Alessandra Todde ieri è stata ufficialmente proclamata Presidente della Sardegna. Il che permette ed, anzi, sollecita qualche considerazione meno frettolosa in ordine a quanto hanno inteso dirci gli elettori sardi.

Una volta tanto, il significato nazionale di una elezione locale non ha solo il carattere di ampio sondaggio predittivo degli orientamenti elettorali futuribili, bensì concerne il dato politico in sé, cioè la “forma” della competizione, la disposizione in campo delle forze che vi hanno concorso. Infatti, sono almeno due gli ammaestramenti che si possono trarre dalle elezioni sarde.
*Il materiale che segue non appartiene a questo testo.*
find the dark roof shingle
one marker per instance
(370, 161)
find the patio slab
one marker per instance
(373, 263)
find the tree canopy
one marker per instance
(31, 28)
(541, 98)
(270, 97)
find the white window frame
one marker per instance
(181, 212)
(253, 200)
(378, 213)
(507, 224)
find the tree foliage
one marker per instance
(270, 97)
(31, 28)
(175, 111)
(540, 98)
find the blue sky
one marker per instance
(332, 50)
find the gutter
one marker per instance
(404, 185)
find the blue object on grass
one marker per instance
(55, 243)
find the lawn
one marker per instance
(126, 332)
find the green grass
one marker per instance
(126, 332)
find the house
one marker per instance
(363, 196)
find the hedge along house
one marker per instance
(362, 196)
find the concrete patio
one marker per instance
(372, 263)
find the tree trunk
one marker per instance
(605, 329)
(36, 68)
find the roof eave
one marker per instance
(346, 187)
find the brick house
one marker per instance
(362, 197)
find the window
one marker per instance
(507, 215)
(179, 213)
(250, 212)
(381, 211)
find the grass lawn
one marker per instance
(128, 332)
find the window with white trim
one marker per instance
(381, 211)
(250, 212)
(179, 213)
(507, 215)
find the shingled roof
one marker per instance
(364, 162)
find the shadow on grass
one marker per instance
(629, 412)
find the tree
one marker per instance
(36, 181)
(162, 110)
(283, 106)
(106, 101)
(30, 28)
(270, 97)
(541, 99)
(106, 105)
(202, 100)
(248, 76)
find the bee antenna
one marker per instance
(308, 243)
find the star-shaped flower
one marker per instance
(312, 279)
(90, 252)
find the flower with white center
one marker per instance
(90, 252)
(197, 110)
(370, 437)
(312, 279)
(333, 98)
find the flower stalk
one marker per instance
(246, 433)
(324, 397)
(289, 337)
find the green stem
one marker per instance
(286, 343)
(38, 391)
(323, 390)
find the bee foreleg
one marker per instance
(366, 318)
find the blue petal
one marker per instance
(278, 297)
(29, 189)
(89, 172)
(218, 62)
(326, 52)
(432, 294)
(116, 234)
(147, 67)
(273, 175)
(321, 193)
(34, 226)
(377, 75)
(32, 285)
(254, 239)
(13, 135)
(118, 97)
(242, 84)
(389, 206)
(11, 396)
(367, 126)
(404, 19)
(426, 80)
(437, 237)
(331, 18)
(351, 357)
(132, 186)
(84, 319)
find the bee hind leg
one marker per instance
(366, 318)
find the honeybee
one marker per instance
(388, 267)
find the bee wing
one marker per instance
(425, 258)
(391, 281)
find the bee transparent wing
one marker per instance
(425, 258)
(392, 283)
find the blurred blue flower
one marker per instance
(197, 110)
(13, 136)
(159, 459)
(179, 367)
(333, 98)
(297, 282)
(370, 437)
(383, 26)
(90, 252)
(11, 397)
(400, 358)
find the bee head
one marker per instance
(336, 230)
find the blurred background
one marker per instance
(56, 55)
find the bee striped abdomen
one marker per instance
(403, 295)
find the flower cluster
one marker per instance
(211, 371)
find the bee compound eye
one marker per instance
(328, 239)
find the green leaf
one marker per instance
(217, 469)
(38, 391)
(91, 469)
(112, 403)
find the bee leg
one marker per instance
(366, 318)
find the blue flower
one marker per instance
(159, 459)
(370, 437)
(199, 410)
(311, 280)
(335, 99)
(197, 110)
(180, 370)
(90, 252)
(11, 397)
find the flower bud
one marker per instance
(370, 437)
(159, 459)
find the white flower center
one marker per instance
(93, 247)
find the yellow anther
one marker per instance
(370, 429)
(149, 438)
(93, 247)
In primo luogo, il fatto che l’ ampio voto di scambio che si è registrato abbia introdotto nel classico e consolidato scontro bipolare, cui pure abbiamo assistito anche in Sardegna, una sorta di asimmetria che, in una certa e pur limitata misura, l’ ha contraddetto, pur, ovviamente, non superandolo. In altri termini, quelle manciate di elettori che si sono sottratti alla vessazione di dover, per forza di cose, votare secco per uno schieramento o per l’ altro, hanno dotato il sistema di quel tanto di elasticità e di libero giudizio che sicuramente ha avuto un ruolo rilevante per la vittoria di Alessandra Todde.
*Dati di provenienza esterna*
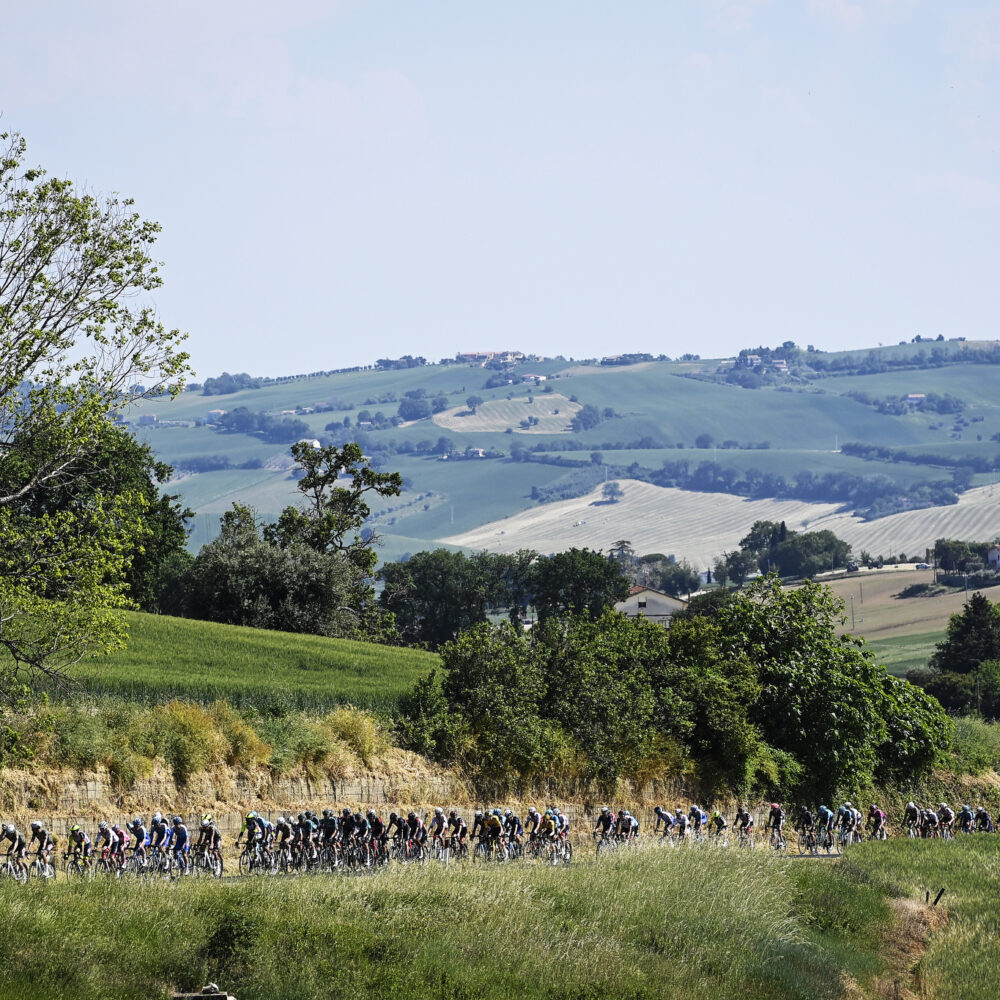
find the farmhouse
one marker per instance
(645, 602)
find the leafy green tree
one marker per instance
(973, 637)
(79, 341)
(241, 578)
(678, 578)
(495, 683)
(577, 580)
(337, 485)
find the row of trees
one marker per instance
(761, 696)
(436, 595)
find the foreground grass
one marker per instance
(658, 923)
(179, 658)
(961, 960)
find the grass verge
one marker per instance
(653, 923)
(169, 658)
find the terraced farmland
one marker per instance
(552, 410)
(701, 526)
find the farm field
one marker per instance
(552, 410)
(624, 927)
(182, 658)
(701, 526)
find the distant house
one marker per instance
(644, 602)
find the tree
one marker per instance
(334, 510)
(679, 578)
(241, 578)
(79, 341)
(973, 637)
(612, 492)
(577, 580)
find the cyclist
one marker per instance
(46, 842)
(806, 820)
(663, 816)
(414, 828)
(438, 825)
(18, 845)
(512, 827)
(179, 842)
(984, 822)
(604, 824)
(775, 821)
(210, 838)
(876, 822)
(395, 826)
(282, 833)
(157, 832)
(328, 827)
(743, 824)
(946, 815)
(121, 843)
(458, 829)
(547, 828)
(931, 823)
(253, 827)
(562, 825)
(966, 817)
(79, 844)
(824, 823)
(719, 822)
(681, 822)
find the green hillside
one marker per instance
(180, 658)
(651, 413)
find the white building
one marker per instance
(648, 603)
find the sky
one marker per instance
(341, 180)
In secondo luogo, per quanto si dica di un “campo largo” finalmente vincente, anche qui una lettura più’ attenta suggerisce una prospettiva, in buona misura, differente.  Se si considera, infatti, l’ ampio movimento dal basso che ha animato l’ intera operazione, cominciando da una costruzione partecipata del programma, e soprattutto il vasto concorso – circa il 15% – delle diverse liste “civiche” a sostegno della candidatura Todde, nonché il fatto che tali liste abbiano eletto ben sei consiglieri, si può dire che, piu’ che non lo stesso pur meritevole “ campo largo” di PD e 5iiStelle, la vera protagonista di questa vittoria sia stata, piuttosto, un’ autentica “coalizione popolare”.

Anche l’ Italia se vuole liberarsi dal cappio soffocante del bipolarismo, ha bisogno di riscoprire lo spirito degasperiano della “coalizione” e lo spirito sturziano del “popolarismo”.

“Coalizione Popolare” e’ la dizione o meglio l’ idea generale, il concetto che dovremmo adottare come cifra e “parola d’ ordine” di una iniziativa differente e ben più ambiziosa della prospettiva di un “centro moderato”. Iniziativa che INSIEME con le altre forze politiche, culturali, professionali, associative dell’ area liberal-democratica, sociale e cattolico-democratica, dovrebbe fin d’ ora, metodicamente, intraprendere per costruire – a questo punto provandoci pur senza una legge elettorale proporzionale – il superamento del bipolarismo e preparare una alternativa praticabile alle destre, in fin dei conti sinergiche, della Meloni e di Salvini.